Scicli, 28 gennaio 2015 – Un luogo della memoria, il salone Falcone e Borsellino di palazzo Spadaro, per la Giornata della Memoria. 

Un corridoio di filo spinato, una composizione di candele a forma di stella giudaica, a segnare il percorso dei pannelli, con testi, disegni e segni della Shoah. 

Un pubblico numeroso e commosso ha assistito ieri sera a Scicli alla commemorazione della Giornata della Memoria, organizzato dal Comune, in collaborazione con le scuole di ogni ordine e grado della città. 

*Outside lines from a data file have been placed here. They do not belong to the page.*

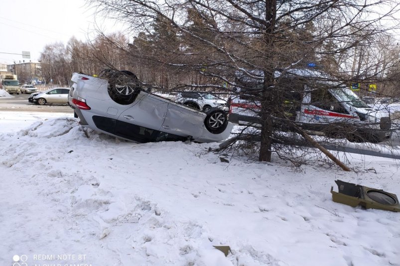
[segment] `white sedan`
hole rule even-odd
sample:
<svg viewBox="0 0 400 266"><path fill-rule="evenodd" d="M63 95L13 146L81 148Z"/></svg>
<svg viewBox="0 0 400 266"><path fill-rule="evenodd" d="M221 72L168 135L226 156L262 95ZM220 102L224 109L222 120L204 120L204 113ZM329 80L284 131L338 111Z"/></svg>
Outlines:
<svg viewBox="0 0 400 266"><path fill-rule="evenodd" d="M46 103L66 104L68 102L69 88L56 88L43 92L35 92L29 96L28 100L40 105Z"/></svg>

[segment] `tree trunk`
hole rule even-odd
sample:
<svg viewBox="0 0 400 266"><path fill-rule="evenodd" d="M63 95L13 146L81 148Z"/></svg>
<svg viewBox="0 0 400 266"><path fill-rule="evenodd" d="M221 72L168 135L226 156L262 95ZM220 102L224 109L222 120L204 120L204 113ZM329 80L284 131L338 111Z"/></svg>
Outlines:
<svg viewBox="0 0 400 266"><path fill-rule="evenodd" d="M276 98L273 89L273 73L274 66L273 55L273 35L276 17L276 0L266 1L266 30L264 35L265 60L267 62L264 70L264 82L263 85L263 95L261 101L261 142L260 143L259 160L265 162L271 161L271 139L272 133L272 115L273 113L273 100Z"/></svg>

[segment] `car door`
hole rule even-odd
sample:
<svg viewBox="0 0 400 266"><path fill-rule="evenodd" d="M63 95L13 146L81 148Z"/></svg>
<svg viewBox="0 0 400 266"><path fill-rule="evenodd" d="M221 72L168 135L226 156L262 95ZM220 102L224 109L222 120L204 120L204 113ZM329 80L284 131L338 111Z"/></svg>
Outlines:
<svg viewBox="0 0 400 266"><path fill-rule="evenodd" d="M55 89L46 93L46 101L48 103L58 103L61 101L61 89Z"/></svg>
<svg viewBox="0 0 400 266"><path fill-rule="evenodd" d="M61 98L60 103L66 104L68 101L68 93L69 89L61 89Z"/></svg>
<svg viewBox="0 0 400 266"><path fill-rule="evenodd" d="M170 102L160 130L195 139L201 135L205 117L204 113Z"/></svg>
<svg viewBox="0 0 400 266"><path fill-rule="evenodd" d="M140 91L132 106L118 116L116 135L133 140L138 138L137 141L140 142L150 141L149 135L156 134L154 130L158 132L164 122L168 101L154 94Z"/></svg>

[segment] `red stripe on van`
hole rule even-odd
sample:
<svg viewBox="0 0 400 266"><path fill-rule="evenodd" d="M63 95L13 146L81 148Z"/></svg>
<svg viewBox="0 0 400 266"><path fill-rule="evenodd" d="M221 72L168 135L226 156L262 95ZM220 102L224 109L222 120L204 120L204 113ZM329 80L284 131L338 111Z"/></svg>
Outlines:
<svg viewBox="0 0 400 266"><path fill-rule="evenodd" d="M336 117L344 117L346 118L358 118L357 116L353 116L348 114L343 114L338 113L332 113L323 110L309 110L304 109L304 113L307 114L313 114L316 115L326 115L327 116L335 116Z"/></svg>

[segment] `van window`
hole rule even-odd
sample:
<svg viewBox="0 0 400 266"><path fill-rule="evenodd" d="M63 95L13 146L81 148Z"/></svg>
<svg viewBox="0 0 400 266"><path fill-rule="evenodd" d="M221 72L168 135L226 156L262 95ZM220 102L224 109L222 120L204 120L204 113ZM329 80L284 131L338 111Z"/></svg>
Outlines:
<svg viewBox="0 0 400 266"><path fill-rule="evenodd" d="M311 104L315 107L336 113L349 114L327 88L317 89L311 91Z"/></svg>

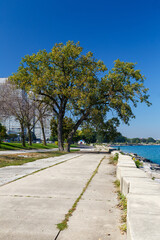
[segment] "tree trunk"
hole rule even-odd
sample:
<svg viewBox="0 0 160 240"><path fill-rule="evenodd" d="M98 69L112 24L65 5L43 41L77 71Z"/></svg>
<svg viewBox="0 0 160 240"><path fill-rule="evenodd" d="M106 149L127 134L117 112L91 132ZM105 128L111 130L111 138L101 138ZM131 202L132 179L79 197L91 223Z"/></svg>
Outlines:
<svg viewBox="0 0 160 240"><path fill-rule="evenodd" d="M63 116L62 116L62 113L60 113L59 116L58 116L58 125L57 125L59 151L64 150L64 148L63 148L63 137L62 137L62 131L63 131L62 121L63 121Z"/></svg>
<svg viewBox="0 0 160 240"><path fill-rule="evenodd" d="M29 140L29 145L32 146L32 134L31 134L31 129L30 126L28 128L28 140Z"/></svg>
<svg viewBox="0 0 160 240"><path fill-rule="evenodd" d="M22 136L21 136L22 146L25 147L26 146L26 142L25 142L24 125L23 125L23 123L21 124L21 132L22 132Z"/></svg>
<svg viewBox="0 0 160 240"><path fill-rule="evenodd" d="M40 120L41 128L42 128L42 135L43 135L43 145L46 146L46 136L45 136L45 131L44 131L44 125L43 125L43 120Z"/></svg>
<svg viewBox="0 0 160 240"><path fill-rule="evenodd" d="M67 140L67 143L65 145L65 152L70 152L70 145L71 143Z"/></svg>
<svg viewBox="0 0 160 240"><path fill-rule="evenodd" d="M87 117L89 116L89 112L85 113L84 115L81 116L81 118L77 121L77 123L74 125L72 131L68 134L68 138L67 138L67 144L65 147L65 151L66 152L70 152L70 145L72 143L72 139L73 136L75 134L75 132L77 131L78 127L81 125L81 123L87 119Z"/></svg>

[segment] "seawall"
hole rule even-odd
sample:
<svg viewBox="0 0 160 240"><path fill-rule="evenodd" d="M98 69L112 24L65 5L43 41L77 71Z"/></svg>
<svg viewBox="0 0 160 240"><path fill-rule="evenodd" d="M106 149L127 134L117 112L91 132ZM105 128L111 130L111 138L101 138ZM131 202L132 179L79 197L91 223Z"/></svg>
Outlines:
<svg viewBox="0 0 160 240"><path fill-rule="evenodd" d="M160 240L160 184L138 169L130 156L118 154L116 175L127 198L127 240Z"/></svg>

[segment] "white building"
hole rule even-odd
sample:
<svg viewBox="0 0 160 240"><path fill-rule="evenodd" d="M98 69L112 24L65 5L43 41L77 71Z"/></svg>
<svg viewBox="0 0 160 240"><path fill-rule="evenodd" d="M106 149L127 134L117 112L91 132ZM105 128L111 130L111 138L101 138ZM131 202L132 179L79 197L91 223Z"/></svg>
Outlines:
<svg viewBox="0 0 160 240"><path fill-rule="evenodd" d="M0 85L5 83L6 80L7 78L0 78ZM50 120L51 120L51 116L49 116L44 121L46 139L49 139L51 136ZM21 132L20 124L15 117L10 116L5 118L3 116L0 118L0 122L6 127L8 134L20 134ZM39 122L35 124L33 132L35 133L36 138L43 139L41 125Z"/></svg>

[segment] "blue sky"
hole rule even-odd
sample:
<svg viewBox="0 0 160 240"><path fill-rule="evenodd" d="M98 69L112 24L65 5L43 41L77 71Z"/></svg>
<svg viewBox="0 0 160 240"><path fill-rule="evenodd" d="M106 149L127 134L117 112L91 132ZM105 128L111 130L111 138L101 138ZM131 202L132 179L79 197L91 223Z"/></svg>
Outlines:
<svg viewBox="0 0 160 240"><path fill-rule="evenodd" d="M136 119L119 130L128 137L160 139L160 2L0 1L0 77L16 72L24 55L68 40L80 41L109 69L117 58L137 63L152 106L139 105Z"/></svg>

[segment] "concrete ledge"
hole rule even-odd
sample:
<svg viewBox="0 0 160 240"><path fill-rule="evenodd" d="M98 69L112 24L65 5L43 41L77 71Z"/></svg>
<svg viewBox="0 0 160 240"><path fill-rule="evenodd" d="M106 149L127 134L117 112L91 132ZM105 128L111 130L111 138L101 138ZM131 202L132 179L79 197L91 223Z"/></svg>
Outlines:
<svg viewBox="0 0 160 240"><path fill-rule="evenodd" d="M160 240L160 184L120 153L116 174L127 197L127 240Z"/></svg>
<svg viewBox="0 0 160 240"><path fill-rule="evenodd" d="M159 240L160 195L129 194L127 239Z"/></svg>

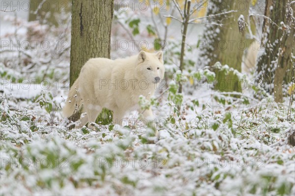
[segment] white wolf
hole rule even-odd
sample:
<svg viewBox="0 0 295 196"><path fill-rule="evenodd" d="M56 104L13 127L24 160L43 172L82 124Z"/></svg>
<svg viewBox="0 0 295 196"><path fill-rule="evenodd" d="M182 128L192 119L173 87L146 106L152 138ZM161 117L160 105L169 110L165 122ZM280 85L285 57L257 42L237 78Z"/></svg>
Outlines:
<svg viewBox="0 0 295 196"><path fill-rule="evenodd" d="M104 58L89 59L81 69L70 89L63 115L68 118L83 104L82 125L94 122L102 108L113 111L113 122L121 124L126 112L139 109L139 97L150 98L156 84L164 77L163 53L141 51L137 55L112 60ZM151 120L151 108L144 118Z"/></svg>

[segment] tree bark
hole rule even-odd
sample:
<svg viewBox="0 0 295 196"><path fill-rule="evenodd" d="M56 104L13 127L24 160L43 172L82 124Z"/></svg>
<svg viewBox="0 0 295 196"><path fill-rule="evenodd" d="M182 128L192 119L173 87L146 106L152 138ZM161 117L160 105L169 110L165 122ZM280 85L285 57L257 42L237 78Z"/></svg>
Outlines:
<svg viewBox="0 0 295 196"><path fill-rule="evenodd" d="M111 57L113 0L73 0L70 86L91 58Z"/></svg>
<svg viewBox="0 0 295 196"><path fill-rule="evenodd" d="M208 7L207 16L231 10L236 12L209 18L205 30L206 47L201 49L199 64L201 67L212 66L219 61L223 65L228 65L229 67L240 72L244 50L251 41L246 39L245 32L240 32L237 21L241 15L247 21L250 1L224 0L221 2L219 0L211 0L210 3L214 6ZM215 85L216 89L224 92L241 91L238 79L232 72L225 74L224 72L218 70L214 71L217 80Z"/></svg>
<svg viewBox="0 0 295 196"><path fill-rule="evenodd" d="M281 102L283 87L288 88L294 76L292 53L295 52L295 21L291 10L295 11L295 3L290 0L266 1L262 40L265 50L258 58L256 77L258 81L262 80L266 91L274 94L276 102Z"/></svg>

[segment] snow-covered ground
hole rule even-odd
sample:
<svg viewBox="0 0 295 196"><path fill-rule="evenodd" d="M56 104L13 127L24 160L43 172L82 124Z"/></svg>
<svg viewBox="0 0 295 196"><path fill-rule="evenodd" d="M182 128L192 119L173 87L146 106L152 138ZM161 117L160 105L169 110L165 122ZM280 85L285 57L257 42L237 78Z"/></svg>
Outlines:
<svg viewBox="0 0 295 196"><path fill-rule="evenodd" d="M13 18L2 15L1 40L23 41L31 28L35 39L51 46L57 40L69 44L70 26L50 28L19 18L14 24ZM15 28L2 31L2 24L23 30L16 38ZM173 39L177 31L171 31ZM194 35L189 37L195 41ZM169 91L155 95L158 137L152 127L131 126L136 112L126 117L128 126L70 129L73 122L61 115L69 50L55 49L1 49L0 195L295 194L295 148L287 141L295 130L295 114L291 110L287 119L288 98L282 104L271 96L258 100L259 92L250 83L239 98L228 96L189 76L180 112L169 100ZM117 52L113 58L124 51ZM197 52L188 58L195 62ZM166 66L175 78L175 66Z"/></svg>

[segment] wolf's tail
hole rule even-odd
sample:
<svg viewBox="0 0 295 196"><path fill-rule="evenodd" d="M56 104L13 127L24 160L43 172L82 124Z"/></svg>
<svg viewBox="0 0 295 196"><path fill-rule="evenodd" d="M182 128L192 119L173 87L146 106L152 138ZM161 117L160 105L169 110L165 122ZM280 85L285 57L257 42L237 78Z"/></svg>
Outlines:
<svg viewBox="0 0 295 196"><path fill-rule="evenodd" d="M81 98L79 93L78 81L79 77L70 88L68 98L65 100L65 105L62 109L62 114L65 117L70 117L80 109Z"/></svg>

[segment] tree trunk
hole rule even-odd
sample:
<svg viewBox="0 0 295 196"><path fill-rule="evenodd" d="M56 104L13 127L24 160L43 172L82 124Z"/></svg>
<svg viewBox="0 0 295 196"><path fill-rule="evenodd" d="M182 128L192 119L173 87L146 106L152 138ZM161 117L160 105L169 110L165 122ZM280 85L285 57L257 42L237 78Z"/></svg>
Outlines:
<svg viewBox="0 0 295 196"><path fill-rule="evenodd" d="M276 102L282 102L283 87L286 89L292 81L292 53L295 52L295 3L291 0L266 0L262 43L265 47L258 58L256 78L263 78L264 87L273 93ZM284 24L281 23L284 23ZM294 54L293 54L294 55Z"/></svg>
<svg viewBox="0 0 295 196"><path fill-rule="evenodd" d="M199 64L202 67L212 66L219 61L223 65L228 65L229 67L240 72L244 50L251 41L245 39L245 32L243 30L240 31L238 19L242 15L246 21L250 2L247 0L224 0L221 2L219 0L211 0L211 1L210 4L214 6L208 7L207 16L231 10L236 11L209 18L205 30L206 46L201 49ZM216 24L222 25L219 26ZM238 78L232 72L226 75L224 72L220 72L219 70L214 71L217 80L216 89L225 92L241 91Z"/></svg>
<svg viewBox="0 0 295 196"><path fill-rule="evenodd" d="M111 57L113 1L73 0L70 85L91 58Z"/></svg>
<svg viewBox="0 0 295 196"><path fill-rule="evenodd" d="M73 0L70 86L79 76L83 66L90 58L111 57L111 27L113 15L113 0ZM71 118L79 119L77 112ZM100 117L111 112L103 110ZM110 122L108 118L99 121Z"/></svg>

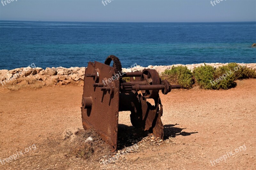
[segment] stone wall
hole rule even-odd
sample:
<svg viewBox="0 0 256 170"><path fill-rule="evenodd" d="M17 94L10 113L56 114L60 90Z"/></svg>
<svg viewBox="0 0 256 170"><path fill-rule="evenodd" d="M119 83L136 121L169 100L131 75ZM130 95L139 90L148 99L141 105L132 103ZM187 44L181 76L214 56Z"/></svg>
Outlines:
<svg viewBox="0 0 256 170"><path fill-rule="evenodd" d="M228 63L206 63L214 67L227 64ZM239 63L242 65L245 65L247 67L256 70L256 63L249 64ZM131 69L123 69L124 72L131 72L138 70L142 70L145 69L154 69L161 74L166 69L170 69L173 65L175 66L179 65L186 66L188 68L193 71L195 68L203 65L203 63L193 64L175 64L168 66L150 65L146 67L138 65ZM32 80L42 81L47 82L48 84L67 85L73 81L78 83L83 81L85 68L71 67L69 68L62 67L47 67L45 70L39 67L32 68L28 67L22 68L8 70L0 70L0 85L4 85L14 80L22 78L26 78Z"/></svg>

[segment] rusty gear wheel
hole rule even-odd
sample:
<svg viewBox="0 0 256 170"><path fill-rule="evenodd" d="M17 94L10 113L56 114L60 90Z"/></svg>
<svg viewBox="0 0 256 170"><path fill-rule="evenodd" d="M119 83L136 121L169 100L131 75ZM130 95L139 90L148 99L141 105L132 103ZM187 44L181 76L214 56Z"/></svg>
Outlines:
<svg viewBox="0 0 256 170"><path fill-rule="evenodd" d="M113 67L115 68L115 72L116 74L118 74L122 72L122 65L119 59L115 55L110 55L105 60L104 63L107 65L110 65L111 62L113 61Z"/></svg>

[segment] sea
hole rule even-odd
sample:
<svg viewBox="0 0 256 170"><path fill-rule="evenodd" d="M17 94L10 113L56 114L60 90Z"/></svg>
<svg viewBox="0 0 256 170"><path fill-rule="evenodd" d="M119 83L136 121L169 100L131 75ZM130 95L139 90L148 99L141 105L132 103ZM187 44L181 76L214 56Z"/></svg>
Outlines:
<svg viewBox="0 0 256 170"><path fill-rule="evenodd" d="M123 68L256 63L256 22L0 21L0 70L86 67L109 55Z"/></svg>

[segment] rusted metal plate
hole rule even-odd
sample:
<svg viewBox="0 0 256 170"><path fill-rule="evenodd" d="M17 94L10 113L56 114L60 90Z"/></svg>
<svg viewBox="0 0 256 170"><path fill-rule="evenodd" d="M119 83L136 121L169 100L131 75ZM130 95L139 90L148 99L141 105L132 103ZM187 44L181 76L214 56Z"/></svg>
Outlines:
<svg viewBox="0 0 256 170"><path fill-rule="evenodd" d="M95 72L95 70L98 72ZM94 63L89 62L85 75L95 72L98 79L84 77L83 98L91 97L92 104L91 108L81 107L83 125L85 129L92 128L95 129L102 140L112 146L113 150L115 150L118 127L119 80L111 79L116 74L114 68L96 61ZM101 91L102 87L93 87L95 83L102 83L104 78L111 79L109 81L111 81L114 89L112 94L109 94L109 91ZM108 81L104 82L106 85L108 83Z"/></svg>

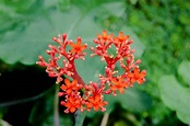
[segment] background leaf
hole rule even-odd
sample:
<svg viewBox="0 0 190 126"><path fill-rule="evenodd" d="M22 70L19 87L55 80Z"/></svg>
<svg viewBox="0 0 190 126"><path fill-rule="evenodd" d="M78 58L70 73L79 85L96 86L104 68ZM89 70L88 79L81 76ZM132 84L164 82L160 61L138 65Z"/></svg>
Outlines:
<svg viewBox="0 0 190 126"><path fill-rule="evenodd" d="M178 67L178 73L190 87L190 61L182 61Z"/></svg>
<svg viewBox="0 0 190 126"><path fill-rule="evenodd" d="M43 9L50 8L52 4L57 5L48 1L45 3L46 4L41 7ZM138 57L142 55L144 46L140 44L134 33L124 26L124 23L108 23L108 25L102 23L108 21L109 16L122 16L126 9L123 0L87 2L83 4L83 8L81 8L80 4L76 5L76 1L73 3L75 4L72 4L70 10L63 12L57 8L46 12L41 12L41 10L35 15L35 19L31 19L28 24L23 28L7 32L0 42L0 58L8 64L19 61L24 65L33 65L38 60L38 55L43 55L47 58L45 50L48 44L55 44L51 41L52 36L68 33L69 39L73 41L75 41L78 36L81 36L82 41L87 43L90 47L93 45L93 38L96 37L96 34L100 34L104 28L107 28L107 26L111 27L111 25L115 25L114 27L116 27L117 31L122 30L126 34L134 36L133 46L136 49L135 55ZM104 16L104 14L106 16ZM104 19L102 22L98 20L100 18ZM118 34L116 30L115 33ZM102 66L104 64L97 58L91 58L90 54L92 51L86 50L86 53L88 56L86 56L85 62L76 61L76 69L86 82L97 81L97 77L102 73L100 70L103 70ZM84 69L87 71L84 71ZM86 73L88 76L86 76Z"/></svg>
<svg viewBox="0 0 190 126"><path fill-rule="evenodd" d="M183 123L190 124L190 88L182 87L175 76L163 76L158 82L163 102Z"/></svg>

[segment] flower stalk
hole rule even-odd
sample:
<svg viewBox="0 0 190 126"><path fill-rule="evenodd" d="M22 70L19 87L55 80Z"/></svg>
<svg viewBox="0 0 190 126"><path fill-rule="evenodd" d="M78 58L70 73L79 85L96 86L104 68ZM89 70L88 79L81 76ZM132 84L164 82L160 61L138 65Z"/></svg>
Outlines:
<svg viewBox="0 0 190 126"><path fill-rule="evenodd" d="M133 43L129 39L129 35L120 32L118 36L108 34L103 31L93 39L95 47L90 47L92 50L91 57L98 56L102 61L106 62L105 72L99 73L99 83L85 83L76 71L74 61L76 59L84 60L87 44L82 44L82 38L78 37L76 43L72 39L67 39L67 34L52 37L58 46L49 45L46 53L49 55L48 61L39 56L39 66L46 67L46 72L49 77L57 78L56 83L61 83L59 96L64 96L61 105L66 106L64 113L75 113L75 118L84 119L84 111L100 110L105 112L105 105L108 104L104 100L105 94L117 95L124 93L126 89L133 87L136 82L142 84L145 81L146 71L140 70L139 65L141 59L135 61L134 49L130 45ZM115 48L116 53L109 53L109 48ZM62 62L60 66L58 62ZM122 73L118 73L116 64L119 64ZM66 79L63 79L66 76ZM76 119L76 122L79 122ZM81 124L81 123L79 123ZM80 125L79 125L80 126Z"/></svg>

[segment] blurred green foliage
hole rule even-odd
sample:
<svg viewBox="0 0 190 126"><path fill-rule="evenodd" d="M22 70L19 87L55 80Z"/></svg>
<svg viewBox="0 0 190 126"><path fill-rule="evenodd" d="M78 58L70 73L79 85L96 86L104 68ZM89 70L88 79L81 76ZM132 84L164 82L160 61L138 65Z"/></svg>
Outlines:
<svg viewBox="0 0 190 126"><path fill-rule="evenodd" d="M102 30L115 34L122 30L134 39L132 47L147 71L147 81L123 95L106 98L108 125L185 125L180 121L189 123L190 107L189 7L188 0L0 0L0 59L12 66L34 65L38 55L47 56L51 37L63 32L73 41L80 35L91 46ZM104 64L88 56L85 61L76 62L79 72L86 82L97 81ZM2 68L9 69L4 64ZM34 105L31 124L54 124L54 98L49 95L55 93ZM39 114L41 118L35 118ZM72 116L60 114L60 124L72 125ZM103 113L88 113L85 125L99 125L102 117Z"/></svg>

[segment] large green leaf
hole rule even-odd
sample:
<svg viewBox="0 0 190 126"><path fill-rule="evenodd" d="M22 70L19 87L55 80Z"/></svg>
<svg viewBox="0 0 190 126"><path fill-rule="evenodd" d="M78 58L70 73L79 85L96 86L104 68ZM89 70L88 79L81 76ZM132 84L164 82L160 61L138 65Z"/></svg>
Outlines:
<svg viewBox="0 0 190 126"><path fill-rule="evenodd" d="M108 102L106 105L106 112L108 113L114 111L116 103L120 103L123 108L136 113L142 113L152 107L152 98L135 87L127 89L123 94L118 93L117 96L105 94L105 101ZM87 113L88 117L93 117L94 115L94 111Z"/></svg>
<svg viewBox="0 0 190 126"><path fill-rule="evenodd" d="M163 102L183 123L190 124L190 88L182 87L175 76L163 76L158 82Z"/></svg>
<svg viewBox="0 0 190 126"><path fill-rule="evenodd" d="M55 125L55 96L58 96L55 93L55 88L59 89L59 85L55 85L46 96L41 98L36 104L33 106L29 123L33 126L54 126ZM58 106L59 107L59 106ZM63 106L61 106L63 107ZM59 113L59 112L57 112ZM61 126L72 126L73 122L70 116L63 115L63 112L59 114L59 124Z"/></svg>
<svg viewBox="0 0 190 126"><path fill-rule="evenodd" d="M181 76L183 81L190 85L190 61L182 61L178 67L178 73Z"/></svg>
<svg viewBox="0 0 190 126"><path fill-rule="evenodd" d="M41 7L41 11L39 13L36 12L37 14L29 21L27 26L7 31L2 39L0 39L0 59L8 64L19 61L24 65L33 65L38 60L38 55L47 58L45 54L47 45L55 44L51 37L62 33L67 33L69 38L73 41L75 41L76 36L81 36L82 41L87 43L88 46L93 45L92 41L96 34L112 25L112 27L117 27L111 28L114 33L122 30L126 34L135 36L122 22L118 23L117 20L111 22L110 18L122 18L126 9L123 0L111 0L108 2L97 2L96 0L91 0L91 2L85 0L80 2L72 1L68 3L70 8L63 12L60 11L60 8L63 7L59 7L59 2L46 1ZM109 23L104 24L104 22ZM135 55L140 57L144 46L136 36L134 37L133 46L136 49ZM90 50L86 51L87 54L91 53ZM85 61L76 62L80 75L85 81L97 80L99 67L103 65L98 59L90 58L90 56L86 57ZM84 69L87 71L84 71ZM86 73L92 77L86 76Z"/></svg>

Ha introdotto i lavori la professoressa Giusy Carnemolla, docente di lettere dell’istituto Quintino Cataudella, che ha ceduto la parola, per il saluto istituzionale, al commissario straordinario del Comune, Ferdinando Trombadore. 

Prima di formare medici, ingegneri, professionisti, la scuola si occupi di formare uomini, ha detto il commissario Trombadore, citando l’editoriale di Le Monde del 22 gennaio. Scrive il quotidiano francese: “Occorre un percorso educativo, dalla scuola primaria al liceo, il cui asse centrale sia il futuro insegnamento morale e civico”.  

Quindi si è passati all’esecuzione di brani musicali e reading di letture e poesie a cura degli alunni delle scuole primarie, secondarie di primo e secondo grado di Scicli. Da  “La Vita è  Bella” a “Non possono togliermi il cielo”, passando per “Nessuna mano pulirà il fucile” e “Buongiorno principessa”.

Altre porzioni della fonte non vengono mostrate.